With recent news about "super bugs," you may wonder if antibiotics are still effective, and whether they will work for you when you need them. You're not alone-there is a lot of confusion about antibiotics-what they do and don't treat, and why they sometimes stop working. It is important to know that antibiotics are effective only if they are prescribed and taken correctly.

Two main types of germs cause most infections-viruses and bacteria. Antibiotics are a type of medicine that can kill or stop the growth of bacteria and help cure the infections they cause. Some people think that antibiotics can be used to treat viral infections, such as a cold or the flu. However, it is very important that you not take an antibiotic for a cold or the flu-doing so can contribute to what experts call "antibiotic resistance." To help you understand when you need to take antibiotics and how you should use them, here are answers to some of the most commonly asked questions about antibiotics and resistance.

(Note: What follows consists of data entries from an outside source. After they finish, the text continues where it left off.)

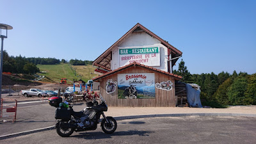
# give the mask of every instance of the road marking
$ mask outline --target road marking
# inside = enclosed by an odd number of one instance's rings
[[[45,131],[45,130],[51,130],[51,129],[54,129],[54,126],[55,125],[52,125],[52,126],[49,126],[49,127],[13,133],[13,134],[5,134],[5,135],[0,136],[0,140],[3,139],[3,138],[4,139],[4,138],[6,138],[6,137],[9,137],[9,136],[21,136],[21,135],[40,132],[40,131]]]
[[[36,101],[29,101],[29,102],[18,102],[18,104],[31,104],[31,103],[36,103],[36,102],[48,102],[48,100],[44,100],[44,101],[42,100],[36,100]],[[12,102],[10,104],[3,104],[3,106],[12,106],[15,104],[15,102]]]

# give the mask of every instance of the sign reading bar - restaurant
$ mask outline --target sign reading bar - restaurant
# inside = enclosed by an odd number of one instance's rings
[[[119,47],[119,66],[137,62],[148,66],[160,66],[159,47]]]

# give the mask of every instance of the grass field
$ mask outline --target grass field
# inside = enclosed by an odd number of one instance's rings
[[[67,83],[72,84],[74,79],[78,81],[81,77],[83,81],[87,82],[88,79],[92,79],[93,77],[97,76],[97,74],[93,73],[95,68],[92,65],[72,65],[73,70],[67,63],[37,65],[36,67],[40,68],[40,72],[44,72],[38,74],[40,76],[45,76],[45,78],[42,79],[42,81],[60,83],[61,78],[67,78],[68,79]],[[76,76],[74,74],[74,69],[76,69]],[[81,77],[79,76],[81,76]]]

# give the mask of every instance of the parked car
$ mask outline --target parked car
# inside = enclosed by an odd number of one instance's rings
[[[38,97],[40,97],[42,96],[45,97],[47,96],[47,94],[46,92],[38,90],[38,89],[35,89],[35,88],[30,88],[30,90],[22,90],[21,91],[21,94],[22,94],[24,97],[31,97],[31,96],[38,96]]]
[[[58,93],[59,92],[58,90],[54,90],[54,91],[53,91],[53,92],[54,92],[54,93],[57,93],[57,95],[58,95]],[[61,92],[60,92],[60,95],[63,95],[63,93]]]
[[[47,95],[49,97],[52,97],[52,96],[57,96],[58,93],[56,93],[52,90],[45,90],[45,92],[47,93]]]

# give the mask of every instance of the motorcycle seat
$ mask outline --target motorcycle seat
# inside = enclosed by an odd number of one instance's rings
[[[74,111],[72,112],[72,115],[75,116],[75,117],[78,117],[78,118],[81,118],[82,117],[83,115],[84,114],[84,111]]]

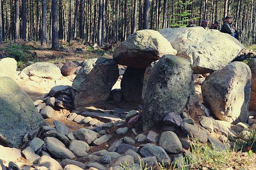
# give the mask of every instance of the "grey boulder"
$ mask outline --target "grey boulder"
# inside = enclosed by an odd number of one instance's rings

Q. What is antibiotic resistance?

A. Antibiotic resistance is the ability of bacteria to resist the effects of an antibiotic. When this occurs, medications used to treat infections caused by bacteria become less effective or not effective at all. When antibiotics are used incorrectly, such as when they are taken when not needed, bacteria can develop new ways to fight the medicine, and they become resistant to antibiotic medications. This can lead to more visits to the doctor, more medication, higher medical bills or even a visit to the hospital.

Q. Do currently available antibiotics still work?

A. Yes. There are still many effective antibiotics available. The best antibiotic is the one that kills the bacteria and stops the infection the first time. Antibiotics are most effective when taken as prescribed by your doctor.

Q. Can an antibiotic be used to treat the cold or the flu?

A. No. Antibiotics only treat illnesses caused by bacteria. Colds and the flu are caused by viruses. Taking antibiotics when you have a virus may cause more harm than good. Your doctor can determine whether your infection is caused by a virus or bacteria.

Q. I was prescribed an antibiotic the last time I was sick, so is it safe to assume that I should probably take an antibiotic again?

A. No. Often, people become confused about whether they should treat the sniffles, a cough and aches with just rest and fluids, or with an antibiotic. Doctors report that many patients see them to request antibiotics even though antibiotics might not be appropriate. Your doctor will decide if an antibiotic is appropriate for you. DO NOT take leftover antibiotics or an antibiotic that was prescribed for someone else. Taking antibiotics when not needed may increase your risk of getting an infection that resists antibiotic treatment.

Q. If I feel better, can I stop taking my antibiotic?

A. No. Take your antibiotic exactly as prescribed-and that means finishing the entire course, even if you feel better. Stopping treatment too soon, even if you feel better, also contributes to resistance because the bacteria may be left to grow and multiply. Taking the complete course helps to make the medication effective, allowing it to kill the bacteria causing the infection and reduce the risk of resistance. If you feel worse or experience a side effect while taking an antibiotic, please consult your doctor.

Remember, antibiotics are strong medications that can stop infections and save lives. Talk to your doctor about whether or not you need an antibiotic and how to use it correctly.